I sent my films to my uncle in italy who is a radiologist and he said they were without doubt demylinating and he would suggest further investigations, he did not mention any specific disease. So this encouraged me and i kept going. when i saw neuro in 2006 some time after this i had clear lesions on my spine. over time i have had 3 clear lesions only on spine in different places. I also had a VEP test in 2007 quite high figures on left side (where i am comprimised, over time until 2015 i had several more MRI ONE with contrast all showing lesions in different areas, then the VEP late 2015 which showed more changes to my first results and that is when i was told i had Primary Progressive MS (USA some call spinal MS). IT took from 2006 to 2016 to get that result.

Hi Sue

as a newcomer it seems to me that we have a desperately conservative doctor community who wait until absolute certainty of damage to diagnose MS (a bit like waiting until we have identified 3 completely destroyed Ukraine towns until we say we are sure Russia has a military).

and yet the research is showing that early use of DMTs can materially change the long-term development curve of MS.

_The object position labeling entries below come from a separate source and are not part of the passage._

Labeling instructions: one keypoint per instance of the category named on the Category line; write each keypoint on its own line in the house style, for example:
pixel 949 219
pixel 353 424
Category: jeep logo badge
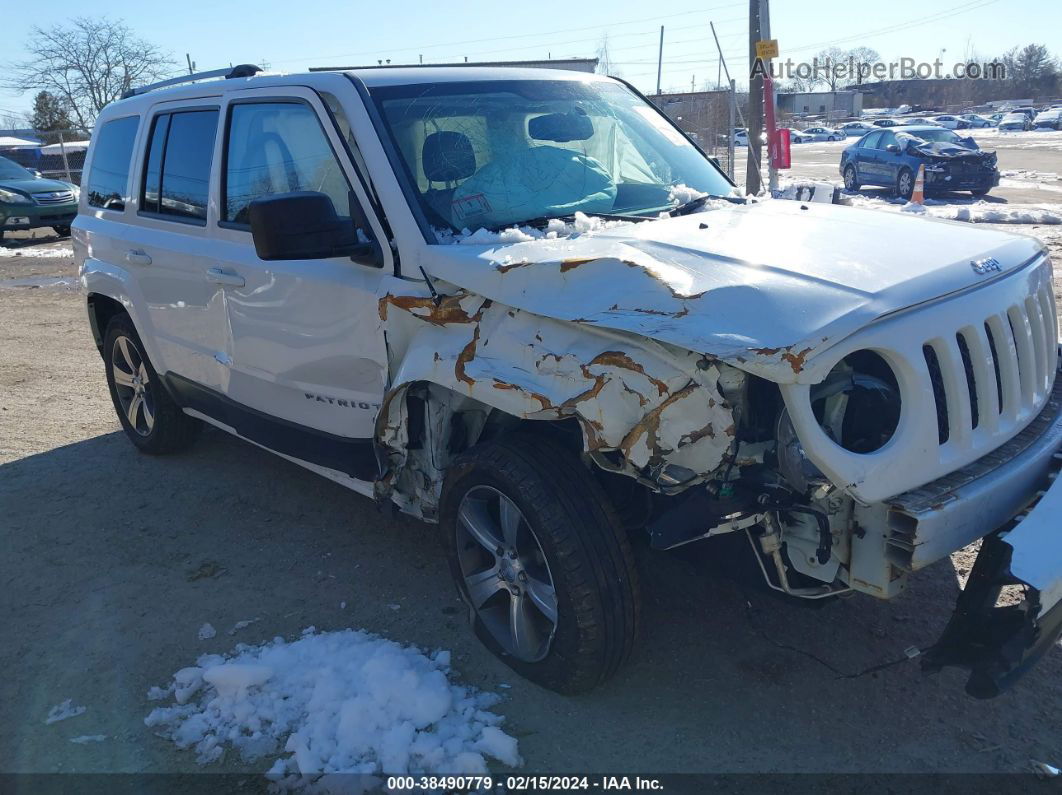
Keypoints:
pixel 988 264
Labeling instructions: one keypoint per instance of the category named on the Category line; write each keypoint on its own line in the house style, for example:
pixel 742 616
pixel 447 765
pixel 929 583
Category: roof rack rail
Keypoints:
pixel 241 70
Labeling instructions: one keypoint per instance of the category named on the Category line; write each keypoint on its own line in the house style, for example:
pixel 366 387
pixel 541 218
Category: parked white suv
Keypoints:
pixel 521 305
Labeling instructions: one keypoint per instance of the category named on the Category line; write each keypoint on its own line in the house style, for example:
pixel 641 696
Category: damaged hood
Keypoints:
pixel 765 287
pixel 943 150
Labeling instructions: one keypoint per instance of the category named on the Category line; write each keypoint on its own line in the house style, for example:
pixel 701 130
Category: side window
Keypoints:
pixel 871 140
pixel 176 174
pixel 277 148
pixel 112 153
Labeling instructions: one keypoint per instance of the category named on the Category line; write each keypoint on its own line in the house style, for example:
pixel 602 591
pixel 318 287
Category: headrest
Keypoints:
pixel 447 156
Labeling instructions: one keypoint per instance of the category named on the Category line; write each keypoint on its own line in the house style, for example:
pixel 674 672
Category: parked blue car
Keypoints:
pixel 891 158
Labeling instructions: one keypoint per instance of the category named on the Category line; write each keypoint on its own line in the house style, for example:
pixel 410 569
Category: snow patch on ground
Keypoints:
pixel 242 625
pixel 343 702
pixel 63 711
pixel 36 252
pixel 85 739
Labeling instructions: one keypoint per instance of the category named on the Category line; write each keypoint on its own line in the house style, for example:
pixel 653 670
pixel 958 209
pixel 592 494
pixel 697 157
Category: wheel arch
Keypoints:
pixel 101 310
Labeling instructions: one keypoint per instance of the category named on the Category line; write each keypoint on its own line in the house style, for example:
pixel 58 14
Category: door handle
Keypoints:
pixel 224 277
pixel 137 257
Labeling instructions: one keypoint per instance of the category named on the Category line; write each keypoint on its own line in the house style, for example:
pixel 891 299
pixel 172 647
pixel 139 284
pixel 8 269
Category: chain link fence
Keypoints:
pixel 55 154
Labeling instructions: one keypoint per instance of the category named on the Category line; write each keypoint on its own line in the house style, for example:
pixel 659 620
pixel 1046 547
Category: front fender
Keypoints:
pixel 645 408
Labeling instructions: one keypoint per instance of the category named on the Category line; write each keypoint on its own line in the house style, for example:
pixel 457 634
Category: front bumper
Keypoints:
pixel 15 217
pixel 939 182
pixel 999 642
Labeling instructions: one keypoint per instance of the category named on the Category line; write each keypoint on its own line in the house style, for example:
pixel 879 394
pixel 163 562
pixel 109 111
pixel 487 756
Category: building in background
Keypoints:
pixel 829 104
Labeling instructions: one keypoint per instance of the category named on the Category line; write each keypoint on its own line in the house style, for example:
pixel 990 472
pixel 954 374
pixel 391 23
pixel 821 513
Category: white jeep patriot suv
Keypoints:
pixel 525 306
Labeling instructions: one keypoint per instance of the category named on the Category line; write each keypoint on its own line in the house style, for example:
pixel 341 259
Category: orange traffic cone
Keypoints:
pixel 918 194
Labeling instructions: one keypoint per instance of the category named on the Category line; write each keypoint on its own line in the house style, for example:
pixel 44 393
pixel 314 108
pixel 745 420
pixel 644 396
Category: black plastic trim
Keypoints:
pixel 353 456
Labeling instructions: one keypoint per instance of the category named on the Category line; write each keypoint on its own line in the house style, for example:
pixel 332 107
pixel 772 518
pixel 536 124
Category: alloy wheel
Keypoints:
pixel 506 574
pixel 131 385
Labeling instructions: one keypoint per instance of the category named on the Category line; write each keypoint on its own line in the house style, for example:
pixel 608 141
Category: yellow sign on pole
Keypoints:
pixel 767 48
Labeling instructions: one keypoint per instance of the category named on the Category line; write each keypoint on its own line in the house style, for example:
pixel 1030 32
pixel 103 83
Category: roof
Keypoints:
pixel 372 76
pixel 7 141
pixel 375 78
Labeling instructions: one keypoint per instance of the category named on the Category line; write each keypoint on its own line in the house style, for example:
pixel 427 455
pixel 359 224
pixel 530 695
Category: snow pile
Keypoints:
pixel 583 224
pixel 54 253
pixel 344 702
pixel 63 711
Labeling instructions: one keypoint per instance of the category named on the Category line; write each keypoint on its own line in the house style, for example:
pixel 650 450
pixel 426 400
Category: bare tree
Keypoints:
pixel 87 64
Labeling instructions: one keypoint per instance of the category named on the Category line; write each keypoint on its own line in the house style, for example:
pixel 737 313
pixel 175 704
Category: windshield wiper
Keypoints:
pixel 543 221
pixel 696 204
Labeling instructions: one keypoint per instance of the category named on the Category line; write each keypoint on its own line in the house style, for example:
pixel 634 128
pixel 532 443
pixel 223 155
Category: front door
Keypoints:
pixel 170 244
pixel 308 364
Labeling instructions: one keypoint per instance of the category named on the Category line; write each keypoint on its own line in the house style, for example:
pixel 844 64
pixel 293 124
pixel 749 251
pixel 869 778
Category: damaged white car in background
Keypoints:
pixel 565 329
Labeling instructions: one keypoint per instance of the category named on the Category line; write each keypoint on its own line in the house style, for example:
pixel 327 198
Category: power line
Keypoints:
pixel 417 48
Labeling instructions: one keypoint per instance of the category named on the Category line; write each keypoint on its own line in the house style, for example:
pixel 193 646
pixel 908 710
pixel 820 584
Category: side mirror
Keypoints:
pixel 304 225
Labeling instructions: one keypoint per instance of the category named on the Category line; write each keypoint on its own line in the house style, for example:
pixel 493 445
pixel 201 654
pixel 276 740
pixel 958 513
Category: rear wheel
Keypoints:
pixel 851 179
pixel 148 414
pixel 538 555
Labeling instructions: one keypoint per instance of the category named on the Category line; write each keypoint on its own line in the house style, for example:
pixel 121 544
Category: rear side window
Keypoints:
pixel 871 140
pixel 112 154
pixel 176 175
pixel 277 148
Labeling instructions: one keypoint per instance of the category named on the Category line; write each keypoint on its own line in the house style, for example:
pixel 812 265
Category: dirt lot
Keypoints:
pixel 114 559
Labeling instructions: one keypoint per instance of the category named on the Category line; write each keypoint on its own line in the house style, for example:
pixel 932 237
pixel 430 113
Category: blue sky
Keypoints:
pixel 294 35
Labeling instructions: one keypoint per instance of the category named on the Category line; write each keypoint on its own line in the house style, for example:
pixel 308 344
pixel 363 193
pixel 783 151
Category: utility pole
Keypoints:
pixel 660 61
pixel 752 180
pixel 765 31
pixel 732 104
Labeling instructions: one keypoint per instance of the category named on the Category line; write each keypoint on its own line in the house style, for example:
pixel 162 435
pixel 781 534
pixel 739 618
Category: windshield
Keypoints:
pixel 496 153
pixel 943 136
pixel 11 170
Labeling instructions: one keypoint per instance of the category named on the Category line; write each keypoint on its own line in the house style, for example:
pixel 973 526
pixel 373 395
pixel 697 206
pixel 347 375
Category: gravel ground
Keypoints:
pixel 114 560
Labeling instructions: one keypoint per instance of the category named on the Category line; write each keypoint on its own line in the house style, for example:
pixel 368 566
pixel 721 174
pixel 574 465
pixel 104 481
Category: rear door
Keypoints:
pixel 308 356
pixel 171 239
pixel 888 161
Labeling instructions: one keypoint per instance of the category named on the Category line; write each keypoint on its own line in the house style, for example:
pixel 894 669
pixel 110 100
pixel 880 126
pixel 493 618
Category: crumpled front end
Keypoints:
pixel 650 412
pixel 1010 612
pixel 951 167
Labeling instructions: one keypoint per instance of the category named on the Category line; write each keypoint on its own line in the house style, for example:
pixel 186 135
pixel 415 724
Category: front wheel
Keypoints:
pixel 851 179
pixel 541 558
pixel 905 184
pixel 148 414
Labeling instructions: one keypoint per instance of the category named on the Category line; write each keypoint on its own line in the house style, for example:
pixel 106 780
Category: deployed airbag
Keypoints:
pixel 536 182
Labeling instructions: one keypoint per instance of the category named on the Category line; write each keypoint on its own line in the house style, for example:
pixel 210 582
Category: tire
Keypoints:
pixel 851 178
pixel 566 536
pixel 905 184
pixel 156 425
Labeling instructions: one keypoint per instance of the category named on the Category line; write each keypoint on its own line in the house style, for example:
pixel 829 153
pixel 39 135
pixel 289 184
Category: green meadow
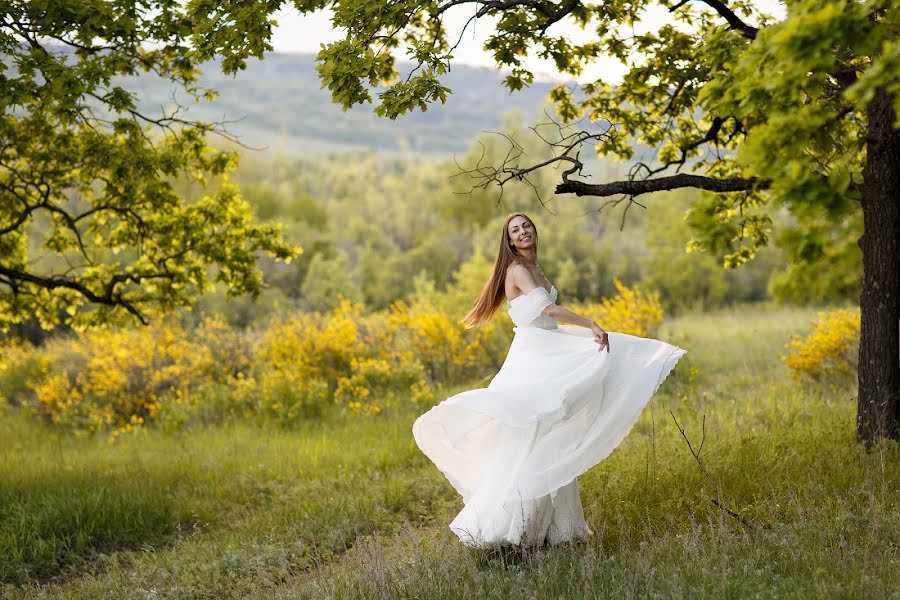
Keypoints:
pixel 347 507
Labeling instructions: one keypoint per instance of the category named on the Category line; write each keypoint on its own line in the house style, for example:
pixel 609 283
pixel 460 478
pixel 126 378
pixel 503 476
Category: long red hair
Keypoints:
pixel 494 291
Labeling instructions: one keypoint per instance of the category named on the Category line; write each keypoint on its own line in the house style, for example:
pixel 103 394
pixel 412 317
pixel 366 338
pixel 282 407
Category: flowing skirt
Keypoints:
pixel 556 408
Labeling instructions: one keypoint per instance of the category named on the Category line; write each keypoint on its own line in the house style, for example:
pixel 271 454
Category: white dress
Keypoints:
pixel 556 408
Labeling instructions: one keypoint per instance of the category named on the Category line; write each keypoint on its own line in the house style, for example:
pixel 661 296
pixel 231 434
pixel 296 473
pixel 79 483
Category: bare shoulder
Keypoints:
pixel 521 278
pixel 519 273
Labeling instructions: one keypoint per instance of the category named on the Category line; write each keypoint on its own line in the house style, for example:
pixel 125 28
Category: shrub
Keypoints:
pixel 830 353
pixel 633 311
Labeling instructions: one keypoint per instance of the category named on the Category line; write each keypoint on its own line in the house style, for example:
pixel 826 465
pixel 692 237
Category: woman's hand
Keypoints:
pixel 601 337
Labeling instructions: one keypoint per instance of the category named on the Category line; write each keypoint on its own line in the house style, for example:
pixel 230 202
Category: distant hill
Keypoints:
pixel 278 103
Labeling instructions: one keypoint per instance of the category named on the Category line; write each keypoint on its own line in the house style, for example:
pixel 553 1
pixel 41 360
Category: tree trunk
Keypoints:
pixel 878 408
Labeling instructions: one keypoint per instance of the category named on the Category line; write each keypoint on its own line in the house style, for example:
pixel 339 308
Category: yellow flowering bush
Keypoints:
pixel 301 367
pixel 121 378
pixel 830 353
pixel 632 310
pixel 353 359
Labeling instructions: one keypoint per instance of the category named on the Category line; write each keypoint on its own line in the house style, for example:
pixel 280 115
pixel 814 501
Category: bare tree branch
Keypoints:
pixel 716 501
pixel 746 30
pixel 645 186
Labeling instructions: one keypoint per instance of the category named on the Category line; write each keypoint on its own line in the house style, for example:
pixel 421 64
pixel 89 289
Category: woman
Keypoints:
pixel 563 400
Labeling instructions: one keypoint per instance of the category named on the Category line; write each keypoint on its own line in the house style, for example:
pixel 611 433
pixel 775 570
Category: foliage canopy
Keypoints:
pixel 92 227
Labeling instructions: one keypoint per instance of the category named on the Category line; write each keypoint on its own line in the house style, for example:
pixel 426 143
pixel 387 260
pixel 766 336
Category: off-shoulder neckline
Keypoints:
pixel 540 287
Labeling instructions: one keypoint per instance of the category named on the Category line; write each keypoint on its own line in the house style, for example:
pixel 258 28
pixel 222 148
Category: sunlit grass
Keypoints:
pixel 349 507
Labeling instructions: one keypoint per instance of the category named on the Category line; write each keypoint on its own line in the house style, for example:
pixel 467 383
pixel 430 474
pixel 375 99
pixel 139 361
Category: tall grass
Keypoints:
pixel 349 508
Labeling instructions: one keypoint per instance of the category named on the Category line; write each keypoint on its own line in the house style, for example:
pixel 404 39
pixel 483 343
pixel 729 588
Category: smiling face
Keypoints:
pixel 522 234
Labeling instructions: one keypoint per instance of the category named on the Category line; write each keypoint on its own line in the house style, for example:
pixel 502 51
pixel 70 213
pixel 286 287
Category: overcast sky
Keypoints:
pixel 305 33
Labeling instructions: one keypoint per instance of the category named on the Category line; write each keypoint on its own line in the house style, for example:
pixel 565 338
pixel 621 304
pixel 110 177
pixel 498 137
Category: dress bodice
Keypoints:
pixel 526 310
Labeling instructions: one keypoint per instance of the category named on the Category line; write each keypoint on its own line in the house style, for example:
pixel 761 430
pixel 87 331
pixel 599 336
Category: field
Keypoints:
pixel 347 507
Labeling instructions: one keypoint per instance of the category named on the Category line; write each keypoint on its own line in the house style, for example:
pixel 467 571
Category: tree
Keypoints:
pixel 799 113
pixel 93 228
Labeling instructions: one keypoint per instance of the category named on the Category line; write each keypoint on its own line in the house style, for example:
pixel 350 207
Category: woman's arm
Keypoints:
pixel 523 280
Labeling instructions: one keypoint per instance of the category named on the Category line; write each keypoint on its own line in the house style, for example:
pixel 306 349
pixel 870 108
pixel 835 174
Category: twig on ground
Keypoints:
pixel 716 501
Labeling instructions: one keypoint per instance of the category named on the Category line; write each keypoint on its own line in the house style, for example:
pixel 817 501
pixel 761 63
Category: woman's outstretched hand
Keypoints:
pixel 601 337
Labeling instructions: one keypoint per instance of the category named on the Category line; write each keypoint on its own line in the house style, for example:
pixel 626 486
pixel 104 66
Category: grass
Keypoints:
pixel 349 508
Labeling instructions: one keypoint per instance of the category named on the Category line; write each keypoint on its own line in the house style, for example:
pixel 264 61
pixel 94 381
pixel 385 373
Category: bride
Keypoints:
pixel 563 400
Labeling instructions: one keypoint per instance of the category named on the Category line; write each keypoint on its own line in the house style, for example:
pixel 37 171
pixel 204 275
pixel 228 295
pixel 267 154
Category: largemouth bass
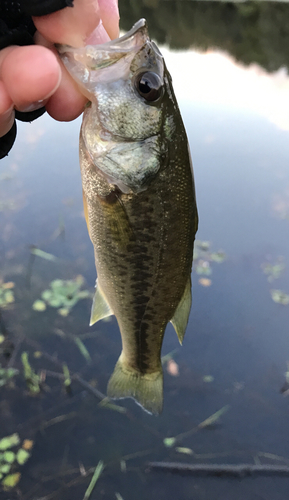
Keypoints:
pixel 139 203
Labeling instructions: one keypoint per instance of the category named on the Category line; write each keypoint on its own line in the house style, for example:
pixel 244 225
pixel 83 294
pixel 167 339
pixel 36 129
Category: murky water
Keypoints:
pixel 236 347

I have VEP high, massive fatigue and some bowel leakage, and a sibling with RRMS. But my MRIs are clean - so no diagnosis.

Where can I buy some DMTs without prescription? The risk/reward for me of going on DMTs now is very positive (big long-term benefit in lower MS development if I am preclinical MS now, side effects very limited). I can always come off them later if find I don’t have MS.

Thanks for any thoughts.

Best wishes

I had no lesions anywhere but was diagnosed in 2003 as I had slight inflammation at the base of my brain, I was in hospital for 5 days with what turned out to be my 1st ms episode - Id lost the use of my left side. My mum also had ms, plus during my test’s the marker for ms flagged up. I was diagnosed 4 months after my 1st episode.